The Wound triumphs at 61st BFI London Film Festival

It’s not since the film Tsotsi won the Foreign Language Oscar in 2006 that a South African film has scored so well on an international marketplace as The Wound (Inxeba), a searing drama about Xhosa men and circumcision (ukwaluka). By Marianne Gray

Already selected to be South Africa’s entry for the Foreign Language Award at the next Oscars, this week The Wound won the London Film Festival’s prestigious First Feature Film Award and next week, on October 27th, it will open FILM AFRICA, London’s biggest celebration of African and African diaspora cinema.

I caught up with director, John Trengove, between screenings at the London Film Festival. It’s a project he’s been working on for the past six years with novelist Thando Mgqolozano, whose novel A Man Who is Not a Man the film is based on.

“The Wound was born out of a desire to push back against clichéd stereotypes of black masculinity perpetuated inside and outside African cinema,” the UCT and New York film school-trained Trengove, 39, told me.

“Most of the men who worked on the film were non-actors and initiated and the musician Nakhane Toure was cast to play the guide to Kwanda, a city boy from Johannesburg, sent by his father to be toughened up through this rite of passage into manhood.”

They shot in Atteridgeville at the Cradle of Humankind, not the traditional Eastern Cape Mountains, where Xhosa boy initiates (amaqueta) continuously mark the transition from boyhood to manhood with an initiation ceremony followed by a time of isolation.

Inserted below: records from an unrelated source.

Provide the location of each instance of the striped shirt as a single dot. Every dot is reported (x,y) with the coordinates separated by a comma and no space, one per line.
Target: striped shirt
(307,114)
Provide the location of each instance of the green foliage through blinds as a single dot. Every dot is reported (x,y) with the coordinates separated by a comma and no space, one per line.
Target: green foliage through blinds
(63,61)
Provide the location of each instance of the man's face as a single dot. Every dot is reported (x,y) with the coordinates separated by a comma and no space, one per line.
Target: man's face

Twice a year, groups of initiates in their late adolescence leave their communities to live in secluded camps where they are ritually circumcised and mentored by young men from their communities. Increasingly, the practice faces mounting criticism for reasons of safety and relevance, although it remains a cornerstone of traditional Xhosa culture and is considered a defining event of a man’s life.

While Xhosa men are forbidden to speak openly of their experience of Ukwaluka, Nelson Mandela famously broke the secrecy taboo by describing his initiation in his autobiography, Long Walk To Freedom.

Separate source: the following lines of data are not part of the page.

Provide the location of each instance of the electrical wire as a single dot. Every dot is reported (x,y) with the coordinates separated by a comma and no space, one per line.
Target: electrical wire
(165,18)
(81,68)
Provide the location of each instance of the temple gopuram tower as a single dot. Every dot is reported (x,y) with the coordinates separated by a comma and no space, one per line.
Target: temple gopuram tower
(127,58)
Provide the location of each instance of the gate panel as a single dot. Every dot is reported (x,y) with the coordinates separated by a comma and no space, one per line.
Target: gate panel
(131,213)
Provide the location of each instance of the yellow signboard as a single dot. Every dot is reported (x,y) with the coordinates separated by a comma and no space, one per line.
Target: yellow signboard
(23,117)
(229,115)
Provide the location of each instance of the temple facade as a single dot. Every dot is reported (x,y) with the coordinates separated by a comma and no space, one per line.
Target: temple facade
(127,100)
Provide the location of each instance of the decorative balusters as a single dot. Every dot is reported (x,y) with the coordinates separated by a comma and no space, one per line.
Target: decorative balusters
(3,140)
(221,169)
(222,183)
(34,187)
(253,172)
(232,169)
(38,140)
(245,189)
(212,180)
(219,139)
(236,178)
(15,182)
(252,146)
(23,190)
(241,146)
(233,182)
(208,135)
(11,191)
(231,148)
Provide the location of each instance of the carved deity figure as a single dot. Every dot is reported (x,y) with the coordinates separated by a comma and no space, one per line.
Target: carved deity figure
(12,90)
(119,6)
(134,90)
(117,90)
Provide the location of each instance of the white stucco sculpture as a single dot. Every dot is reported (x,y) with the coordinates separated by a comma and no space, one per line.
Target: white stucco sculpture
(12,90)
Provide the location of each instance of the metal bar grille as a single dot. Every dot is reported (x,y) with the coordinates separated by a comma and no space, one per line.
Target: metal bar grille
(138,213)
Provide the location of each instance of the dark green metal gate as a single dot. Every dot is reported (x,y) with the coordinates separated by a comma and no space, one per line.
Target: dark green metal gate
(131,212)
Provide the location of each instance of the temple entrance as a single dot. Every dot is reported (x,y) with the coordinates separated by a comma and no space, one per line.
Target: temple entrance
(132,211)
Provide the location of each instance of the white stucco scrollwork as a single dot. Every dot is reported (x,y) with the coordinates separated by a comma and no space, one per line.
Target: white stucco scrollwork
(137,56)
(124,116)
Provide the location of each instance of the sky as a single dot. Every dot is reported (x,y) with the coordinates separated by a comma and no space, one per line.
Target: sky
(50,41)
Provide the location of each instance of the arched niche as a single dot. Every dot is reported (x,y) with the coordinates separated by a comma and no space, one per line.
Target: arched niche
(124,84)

The film is made on an internationally-raised budget of R11mil. It premiered at the Sundance and Berlin Film Festivals where the reaction was striking and controversial, and its awards are building up.

“Next month I go to Los Angeles to campaign for the film and canvas the Oscar voters,” says Trengove. “This film has been the most rewarding and difficult thing I’ve ever done and its acceptance has been a massive high for all of us.”